一方で、両社の拡売路線の狭間に立つ岩塚製菓は、前年マイナスを強いられている。昨年のジャガイモ不足による米菓スナックへの需要増加の反動減少もあり、売上高は112億2百万円(4.0%減)。期初からは値上げの浸透に努めたものの価格競争激化の影響や物流費や燃料費など諸経費の高騰を受け、営業損失1億円となっている。

ただ、味しらべや黒豆せんべい、田舎のおかきなど主力6ブランドは5%増と伸長した。製造部門では「田舎のおかき」の自動化ライン増設による生産性向上や、「大人の新潟ひとつまみ 海老黒胡椒」などにおいて、品質保持を目的に窒素ガスを充填することで賞味期限の延長を可能とし食品ロスの削減も進めた。

経常利益については、WantWantからの株式配当金約14億円を受取配当金に計上し、大幅な増益となっている。

栗山米菓は上期売上げが対前年が100%とイーブンを堅持した。主力のばかうけが100%で推移し、瀬戸の汐揚が17%増と右肩上がりを継続する。間食健美は6%減、星たべよは8%減と低迷したが、渚あられが11%増と2ケタ伸長を達成した。これからのシーズンは、受験応援企画やひなあられ(アンパンマンなど)の季節商品に注力する。

ぼんちについては、日清食品グループ入りから決算期を変更し、4~9月の上期においては前年をやや上回る成績を収めることができた。「ぼんち揚」はスタンドパウチで辛子明太子を投入した分がプラスオンとなり、昨年から導入した6パックも、うま塩シーフードからエビマヨに切り替えて堅調に推移。
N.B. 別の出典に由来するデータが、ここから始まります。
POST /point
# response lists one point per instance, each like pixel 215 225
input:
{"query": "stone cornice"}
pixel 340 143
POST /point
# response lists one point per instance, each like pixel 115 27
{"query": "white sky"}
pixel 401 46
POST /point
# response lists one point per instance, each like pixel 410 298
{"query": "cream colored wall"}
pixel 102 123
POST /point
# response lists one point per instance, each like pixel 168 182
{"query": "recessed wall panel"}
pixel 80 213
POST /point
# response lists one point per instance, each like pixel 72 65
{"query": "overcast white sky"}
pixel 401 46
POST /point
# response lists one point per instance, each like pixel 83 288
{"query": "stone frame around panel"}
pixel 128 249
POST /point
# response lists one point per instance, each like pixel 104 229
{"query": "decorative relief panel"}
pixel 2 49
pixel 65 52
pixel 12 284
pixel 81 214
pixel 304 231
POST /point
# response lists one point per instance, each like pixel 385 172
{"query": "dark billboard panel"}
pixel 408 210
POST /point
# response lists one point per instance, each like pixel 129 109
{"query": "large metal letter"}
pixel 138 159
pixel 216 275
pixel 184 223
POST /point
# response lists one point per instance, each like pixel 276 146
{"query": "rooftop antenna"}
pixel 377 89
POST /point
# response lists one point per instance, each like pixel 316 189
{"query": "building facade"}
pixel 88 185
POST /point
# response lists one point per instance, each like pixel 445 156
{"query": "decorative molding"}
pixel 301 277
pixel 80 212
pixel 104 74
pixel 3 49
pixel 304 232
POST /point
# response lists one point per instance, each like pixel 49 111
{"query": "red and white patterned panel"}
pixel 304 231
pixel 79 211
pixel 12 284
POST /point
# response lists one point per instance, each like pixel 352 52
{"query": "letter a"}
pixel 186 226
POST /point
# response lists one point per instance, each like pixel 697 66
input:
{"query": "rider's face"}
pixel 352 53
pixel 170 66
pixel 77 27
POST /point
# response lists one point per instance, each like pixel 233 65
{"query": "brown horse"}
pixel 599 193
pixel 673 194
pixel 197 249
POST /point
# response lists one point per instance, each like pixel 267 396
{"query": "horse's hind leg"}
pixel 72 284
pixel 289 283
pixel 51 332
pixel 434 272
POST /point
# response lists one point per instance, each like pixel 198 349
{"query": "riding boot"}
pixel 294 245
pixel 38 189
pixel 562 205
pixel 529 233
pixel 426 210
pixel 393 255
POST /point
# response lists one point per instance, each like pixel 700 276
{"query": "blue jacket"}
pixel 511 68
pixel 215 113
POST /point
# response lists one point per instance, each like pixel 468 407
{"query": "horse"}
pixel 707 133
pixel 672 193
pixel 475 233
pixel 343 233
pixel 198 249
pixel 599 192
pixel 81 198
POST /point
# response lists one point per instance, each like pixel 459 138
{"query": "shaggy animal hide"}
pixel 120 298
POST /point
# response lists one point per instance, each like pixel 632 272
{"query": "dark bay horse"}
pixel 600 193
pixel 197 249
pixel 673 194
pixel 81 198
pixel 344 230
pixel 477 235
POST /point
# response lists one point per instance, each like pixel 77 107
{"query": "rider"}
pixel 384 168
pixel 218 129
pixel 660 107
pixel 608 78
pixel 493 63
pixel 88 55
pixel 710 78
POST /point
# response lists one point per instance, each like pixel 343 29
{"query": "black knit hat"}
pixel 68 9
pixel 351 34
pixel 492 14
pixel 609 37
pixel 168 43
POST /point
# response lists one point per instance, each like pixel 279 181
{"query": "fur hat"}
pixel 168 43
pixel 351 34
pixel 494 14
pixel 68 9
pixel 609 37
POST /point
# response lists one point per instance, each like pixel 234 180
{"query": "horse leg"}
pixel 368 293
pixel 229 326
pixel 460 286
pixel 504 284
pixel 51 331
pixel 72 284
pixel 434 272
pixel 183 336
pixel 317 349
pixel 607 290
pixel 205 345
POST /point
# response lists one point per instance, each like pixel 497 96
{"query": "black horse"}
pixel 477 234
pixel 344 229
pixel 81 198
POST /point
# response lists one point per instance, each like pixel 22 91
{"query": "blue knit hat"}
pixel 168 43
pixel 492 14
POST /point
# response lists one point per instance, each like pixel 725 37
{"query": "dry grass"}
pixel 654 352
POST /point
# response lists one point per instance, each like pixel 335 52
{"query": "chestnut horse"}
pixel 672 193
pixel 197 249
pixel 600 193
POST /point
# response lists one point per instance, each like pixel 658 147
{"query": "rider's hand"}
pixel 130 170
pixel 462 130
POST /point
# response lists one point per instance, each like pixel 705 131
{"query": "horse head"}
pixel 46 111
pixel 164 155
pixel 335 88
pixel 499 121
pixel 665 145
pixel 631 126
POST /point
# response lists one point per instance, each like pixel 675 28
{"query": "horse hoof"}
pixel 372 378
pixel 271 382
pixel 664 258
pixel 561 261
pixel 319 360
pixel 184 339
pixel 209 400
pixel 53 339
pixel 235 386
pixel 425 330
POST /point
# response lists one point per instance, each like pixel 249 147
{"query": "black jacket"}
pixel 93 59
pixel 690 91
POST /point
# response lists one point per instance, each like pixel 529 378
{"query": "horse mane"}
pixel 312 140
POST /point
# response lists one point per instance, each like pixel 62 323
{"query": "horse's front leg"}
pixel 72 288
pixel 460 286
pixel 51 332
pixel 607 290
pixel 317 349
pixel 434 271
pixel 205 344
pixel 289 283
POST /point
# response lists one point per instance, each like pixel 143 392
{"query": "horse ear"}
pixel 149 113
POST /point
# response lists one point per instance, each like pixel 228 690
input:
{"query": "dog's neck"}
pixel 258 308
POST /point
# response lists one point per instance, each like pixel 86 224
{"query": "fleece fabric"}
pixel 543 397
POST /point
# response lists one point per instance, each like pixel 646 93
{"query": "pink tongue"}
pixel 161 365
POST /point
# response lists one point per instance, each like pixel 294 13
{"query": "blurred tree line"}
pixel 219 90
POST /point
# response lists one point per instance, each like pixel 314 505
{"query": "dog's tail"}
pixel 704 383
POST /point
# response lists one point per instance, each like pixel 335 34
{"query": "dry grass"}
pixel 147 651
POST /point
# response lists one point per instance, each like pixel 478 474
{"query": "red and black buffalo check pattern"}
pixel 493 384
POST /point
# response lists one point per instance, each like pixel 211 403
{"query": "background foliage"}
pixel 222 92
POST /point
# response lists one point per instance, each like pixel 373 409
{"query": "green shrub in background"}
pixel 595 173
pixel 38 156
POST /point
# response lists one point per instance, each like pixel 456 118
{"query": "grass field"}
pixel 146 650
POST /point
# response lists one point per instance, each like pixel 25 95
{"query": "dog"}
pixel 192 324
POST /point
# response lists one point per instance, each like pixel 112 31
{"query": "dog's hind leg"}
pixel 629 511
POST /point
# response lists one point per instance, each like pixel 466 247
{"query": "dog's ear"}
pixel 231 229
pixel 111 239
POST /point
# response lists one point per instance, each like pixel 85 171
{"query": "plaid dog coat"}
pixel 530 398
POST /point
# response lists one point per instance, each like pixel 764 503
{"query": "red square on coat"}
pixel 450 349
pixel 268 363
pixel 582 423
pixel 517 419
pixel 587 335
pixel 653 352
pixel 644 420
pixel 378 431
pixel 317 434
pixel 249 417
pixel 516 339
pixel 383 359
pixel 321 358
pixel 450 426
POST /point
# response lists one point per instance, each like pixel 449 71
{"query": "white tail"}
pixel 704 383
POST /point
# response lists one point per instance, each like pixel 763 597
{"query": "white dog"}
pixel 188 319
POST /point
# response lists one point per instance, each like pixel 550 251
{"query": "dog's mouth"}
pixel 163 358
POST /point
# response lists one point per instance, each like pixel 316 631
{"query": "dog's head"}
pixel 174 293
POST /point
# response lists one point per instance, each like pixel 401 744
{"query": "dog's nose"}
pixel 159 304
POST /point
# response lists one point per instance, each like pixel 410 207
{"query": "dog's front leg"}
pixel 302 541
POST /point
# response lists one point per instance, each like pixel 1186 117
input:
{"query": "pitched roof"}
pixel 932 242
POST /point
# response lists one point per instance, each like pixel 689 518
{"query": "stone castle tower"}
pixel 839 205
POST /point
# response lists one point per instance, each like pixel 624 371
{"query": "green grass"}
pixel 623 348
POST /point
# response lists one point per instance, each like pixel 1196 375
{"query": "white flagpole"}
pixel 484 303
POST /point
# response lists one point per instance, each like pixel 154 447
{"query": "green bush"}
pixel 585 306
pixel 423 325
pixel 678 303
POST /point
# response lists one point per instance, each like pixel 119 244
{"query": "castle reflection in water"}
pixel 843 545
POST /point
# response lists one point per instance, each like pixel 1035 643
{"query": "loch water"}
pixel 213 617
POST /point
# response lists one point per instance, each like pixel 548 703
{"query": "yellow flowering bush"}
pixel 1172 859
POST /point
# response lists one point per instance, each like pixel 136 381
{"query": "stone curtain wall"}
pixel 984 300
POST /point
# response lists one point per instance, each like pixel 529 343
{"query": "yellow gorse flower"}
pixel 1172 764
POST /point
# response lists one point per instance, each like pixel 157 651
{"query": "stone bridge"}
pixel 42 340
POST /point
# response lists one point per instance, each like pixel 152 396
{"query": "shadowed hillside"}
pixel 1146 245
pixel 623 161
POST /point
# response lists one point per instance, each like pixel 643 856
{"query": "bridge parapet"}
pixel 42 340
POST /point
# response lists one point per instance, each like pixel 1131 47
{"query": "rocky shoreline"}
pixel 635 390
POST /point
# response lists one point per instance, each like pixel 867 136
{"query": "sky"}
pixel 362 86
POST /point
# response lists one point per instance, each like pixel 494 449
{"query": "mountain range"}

味かるたは苦戦するも、ピーナツあげが好調に売上げを伸ばしている。

今年は初のファンミーティングを開催し、ゆるキャラグランプリにぼんちネコが参加するなど、従来にない取り組みを進める。今年は親会社がNHK「まんぷく」で脚光を浴びる中、8月にはぼんち揚チキンラーメン味が評判よく、11月にはラーメンパックにそっくりの5パック商品も投入し、話題性を高めている。

関東では天乃屋が、歌舞伎揚に次ぐ柱として「古代米煎餅」などつぶつぶ系がヒットとなり、コンビニ向けもち麦商品の投入も相まって好調に推移する。前年度8月期決算も数%の上乗せとなった。現在、福島に新工場・矢吹工場を建設着工に入り、さらに生産能力を高めるべく多額の投資も行っている。

金吾堂製菓は昨年7月に厚焼の1枚減量を他社に先駆けて実施したため、今年度上期は売上げが減少したが、下期に入ってから回復している。オリーブはこれまで大きく伸びた反動による影響を受けているが、発売5年となるほろほろ焼きが成長している。トータルでは前年度は前年並みで着地した。

このように各社各様の取り組みを行っているが、全体的に物流費や資材費、人件費などが上昇し、メーカー収益を圧迫している状況はどこも同じである。コスト上昇分は一部メーカー・製品で減量値上げなどを実施しているが、今後も製品価格に反映していくことが大きな課題である。

さらに米菓の場合、主原料であるコメについても、特定米穀はやや落ち着いてきたが、加工用米は30年産価格が26年産と比べて3割アップとなり厳しい環境は依然として続いている。米菓原料米の安定的な確保が米菓メーカーにとって最大の課題であり、全国米菓工業組合でも加工用米の生産促進を図るための活動に取り組んでいる。